DNA Replication Flashcards
(19 cards)
10 Requirements of DNA Replication
- DNA Polymerase
- Template DNA strand
- Primer with a free recessed 3’-OH
- All four dNTPs and Mg2+
- Origin of replication
- Helicase
- DNA gyrase
- Single-strand DNA binding proteins
- Primase
- DNA ligase
Overview of DNA Replication Properties
Enzyme - DNA Polymerase
Template - Single stranded DNA
Biochemical Mechanism of Action - Nucleophilic attack of the 3’-OH of the growing DNA chain on the alpha-phosphoryl of an incoming triphosphate
Driving Force - The subsequent hydrolysis of the eliminated PPi
How does the polymerase know which nucleotide to add next?

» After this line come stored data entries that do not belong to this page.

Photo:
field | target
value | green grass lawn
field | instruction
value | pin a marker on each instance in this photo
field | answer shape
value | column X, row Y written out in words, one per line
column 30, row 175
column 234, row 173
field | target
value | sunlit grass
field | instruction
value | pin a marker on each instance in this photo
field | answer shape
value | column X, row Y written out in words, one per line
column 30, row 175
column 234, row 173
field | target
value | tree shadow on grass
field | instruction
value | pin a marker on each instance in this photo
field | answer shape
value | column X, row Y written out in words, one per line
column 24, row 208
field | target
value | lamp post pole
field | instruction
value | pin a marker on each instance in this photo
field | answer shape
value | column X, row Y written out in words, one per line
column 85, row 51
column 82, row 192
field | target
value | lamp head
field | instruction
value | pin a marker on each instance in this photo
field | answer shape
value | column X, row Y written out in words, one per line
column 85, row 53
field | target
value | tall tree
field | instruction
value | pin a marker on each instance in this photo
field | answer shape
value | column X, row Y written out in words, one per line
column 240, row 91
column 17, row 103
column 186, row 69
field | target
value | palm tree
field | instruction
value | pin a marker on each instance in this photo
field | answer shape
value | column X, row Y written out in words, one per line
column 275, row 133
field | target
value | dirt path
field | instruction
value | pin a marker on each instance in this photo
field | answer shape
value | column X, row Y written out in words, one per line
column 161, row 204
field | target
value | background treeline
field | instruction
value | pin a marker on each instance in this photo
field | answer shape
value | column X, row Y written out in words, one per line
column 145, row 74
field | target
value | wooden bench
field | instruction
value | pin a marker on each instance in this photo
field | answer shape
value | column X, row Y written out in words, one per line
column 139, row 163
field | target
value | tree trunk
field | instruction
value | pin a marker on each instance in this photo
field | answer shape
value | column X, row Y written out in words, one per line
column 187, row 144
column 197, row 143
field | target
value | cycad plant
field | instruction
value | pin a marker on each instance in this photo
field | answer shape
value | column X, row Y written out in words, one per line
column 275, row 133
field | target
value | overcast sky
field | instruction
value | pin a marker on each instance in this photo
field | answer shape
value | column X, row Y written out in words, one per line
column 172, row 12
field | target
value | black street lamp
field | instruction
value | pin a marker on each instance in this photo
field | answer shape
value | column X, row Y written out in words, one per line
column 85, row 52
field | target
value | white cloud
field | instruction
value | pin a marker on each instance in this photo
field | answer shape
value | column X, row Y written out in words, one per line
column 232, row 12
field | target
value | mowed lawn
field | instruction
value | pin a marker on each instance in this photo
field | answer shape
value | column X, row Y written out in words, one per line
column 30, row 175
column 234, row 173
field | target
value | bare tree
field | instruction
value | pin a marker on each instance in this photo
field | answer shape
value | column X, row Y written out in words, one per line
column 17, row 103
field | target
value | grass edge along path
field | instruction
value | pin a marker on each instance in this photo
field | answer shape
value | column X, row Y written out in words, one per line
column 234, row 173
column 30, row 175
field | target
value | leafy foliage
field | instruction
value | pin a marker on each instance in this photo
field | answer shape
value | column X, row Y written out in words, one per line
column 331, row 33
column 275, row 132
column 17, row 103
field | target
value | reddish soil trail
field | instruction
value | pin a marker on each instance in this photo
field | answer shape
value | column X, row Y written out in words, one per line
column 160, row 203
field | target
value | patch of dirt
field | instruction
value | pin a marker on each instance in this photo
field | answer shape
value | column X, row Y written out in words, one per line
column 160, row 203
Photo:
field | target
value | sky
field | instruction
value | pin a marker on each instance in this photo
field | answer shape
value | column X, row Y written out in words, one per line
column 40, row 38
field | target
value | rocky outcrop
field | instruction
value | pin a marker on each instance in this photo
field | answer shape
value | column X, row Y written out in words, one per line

Incoming nucleotides are selected by their ability to form Watson-Crick base pairs
Main factors contributing of the accuracy of DNA replication
- Balanced nucleotide levels
- The polymerase mechanism
- Polymerase proofreading mechanisms
- The activity of DNA repair enzymes
Origins of Replication
- Specific locations in the DNA where replication machinery assembles and DNA replication begins
- Bacteria have a single origin of replication
- Eukaryotes have multiple origins of replication
What is the model of DNA replication?
Semi-discontinuous - 2 parent strands are synthesised in different ways
Leading strand - synthesised continuously, extending in the 5’ to 3’ direction of the advancing replication fork
Lagging strand - synthesised discontinuously in 5’ to 3’ direction as Okazaki fragments, as the parental DNA becomes newly exposed at the replication fork. Okazaki fragments are later joined together by DNA ligase.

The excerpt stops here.